Im Kirchheimer Konzert begegneten sich die Kunstformen Dichtung und Musik und die Kulturkreise Persien und Europa in vielfältiger Weise. Gelegentlich standen Text und Musik nebeneinander, wie anfangs die Verse über Licht und Schatten, Freude und Traurigkeit neben Allegro und Adagio aus der Triosonate C-Dur von Johann Sebastian Bach. Besonders reizvoll war es aber, wenn Musik und Lyrik gleichzeitig erklangen. Dann rezitierte Reza Maschajechi die Verse in persischer Sprache, sich dem Rhythmus der Musik und der Melodik der Lyrik hingebend und dabei ganz auf die klangliche Aussage vertrauend. Dazu wählten die Vortragenden Orgelstücke des 20. Jahrhunderts von Arvo Pärt, Jehan Alain und Willibald Bezler. Jeweils im Anschluss trug Reza Maschajechi die Verse auf Deutsch in eigener Übersetzung vor. Der Vortragskunst des Rezitators und dem zugleich klaren und farbenreichen Orgelspiel Reiner Schultes ist es zu verdanken, dass beide Vortragsarten ihren eigenen Wert behielten: zum einen die Musik mit der fremden Sprache, danach die vertraute Sprache in ungewohnter Gestalt.
"In der Stille ruht die Bewegung", nennen Reza Maschajechi und Reiner Schulte ihr Programm. Die Stille wurde besonders bei einem Orgelstück des zeitgenössischen Komponisten Willibald Belzer hörbar: Nachdem der Organist die Stromzufuhr der Orgel ausgeschaltet hatte, aber dennoch weiterspielte, verschwand der Klang immer mehr, bis er schließlich verstummte: "Der Wind bläst, wo er will, und du hörst sein Sausen wohl, aber du weißt nicht, woher er kommt und wohin er fährt", lautet der zugehörige Text aus dem Johannes-Evangelium.

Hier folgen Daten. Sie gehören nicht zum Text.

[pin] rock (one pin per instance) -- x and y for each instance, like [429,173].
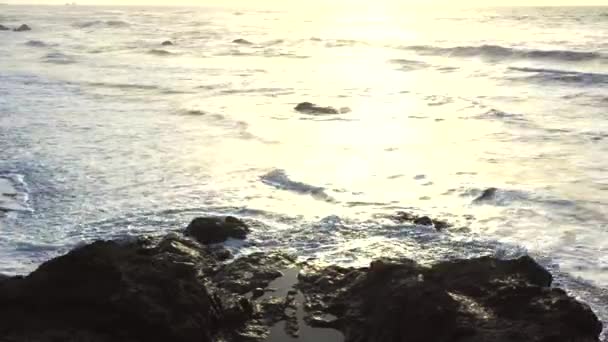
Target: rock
[403,216]
[309,108]
[441,225]
[109,291]
[174,289]
[22,28]
[208,230]
[257,292]
[486,195]
[242,42]
[423,221]
[475,300]
[253,271]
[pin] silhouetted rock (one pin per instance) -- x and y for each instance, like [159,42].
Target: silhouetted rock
[474,300]
[109,291]
[22,28]
[423,221]
[310,108]
[174,289]
[487,195]
[207,230]
[403,216]
[242,42]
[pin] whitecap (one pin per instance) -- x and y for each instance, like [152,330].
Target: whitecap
[279,179]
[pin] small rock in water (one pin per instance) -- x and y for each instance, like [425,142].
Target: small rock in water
[22,28]
[208,230]
[310,108]
[424,221]
[258,292]
[487,194]
[242,41]
[440,224]
[403,216]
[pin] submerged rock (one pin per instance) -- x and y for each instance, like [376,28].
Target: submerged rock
[174,289]
[22,28]
[310,108]
[208,230]
[403,216]
[482,299]
[423,221]
[242,42]
[487,195]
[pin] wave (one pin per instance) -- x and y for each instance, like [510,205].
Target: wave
[342,43]
[159,52]
[36,43]
[13,193]
[193,112]
[124,86]
[101,23]
[548,75]
[496,51]
[409,65]
[58,58]
[279,179]
[266,91]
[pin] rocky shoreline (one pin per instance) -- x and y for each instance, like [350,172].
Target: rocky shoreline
[183,288]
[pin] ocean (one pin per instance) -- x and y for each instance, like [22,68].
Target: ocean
[105,133]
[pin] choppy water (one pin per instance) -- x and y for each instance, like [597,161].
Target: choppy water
[105,133]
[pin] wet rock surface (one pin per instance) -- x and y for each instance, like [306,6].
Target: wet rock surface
[406,217]
[313,109]
[176,289]
[487,195]
[208,230]
[481,299]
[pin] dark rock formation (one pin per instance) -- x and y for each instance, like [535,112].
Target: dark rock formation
[486,195]
[207,230]
[403,216]
[309,108]
[423,221]
[108,291]
[474,300]
[174,289]
[22,28]
[242,42]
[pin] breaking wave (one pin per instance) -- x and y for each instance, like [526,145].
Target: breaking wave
[501,52]
[547,75]
[280,180]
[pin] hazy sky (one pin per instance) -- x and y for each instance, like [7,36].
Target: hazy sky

Der Abend endete mit dem Choralvorspiel "O Mensch, bewein dein Sünde groß" von Johann Sebastian Bach. Es spricht für die Klugheit der beiden Künstler; dass sie die Orgelstücke von Bach nicht mit Text unterlegten, sondern es hier bei dem Nebeneinander von Text und Musik bewenden ließen.
"Bisweilen sind wir sichtbar, bisweilen verborgen, bisweilen Muslims, Christen oder Juden. Wir durchlaufen viele Formen, bis unser Herz Zufluchtstätte für alle wird". Diese Erkenntnis von Dschalal ad-Din Muhammad Rumi ist die Botschaft von Reza Maschajechi und Reiner Schulte. Leider fanden nicht so viele Zuhörer wie sonst den Weg in die Kirchheimer Kirche, um die Botschaft zu hören.

Rezitator Reza Maschajechi in der
protestantischen Kirche in Kirchheim.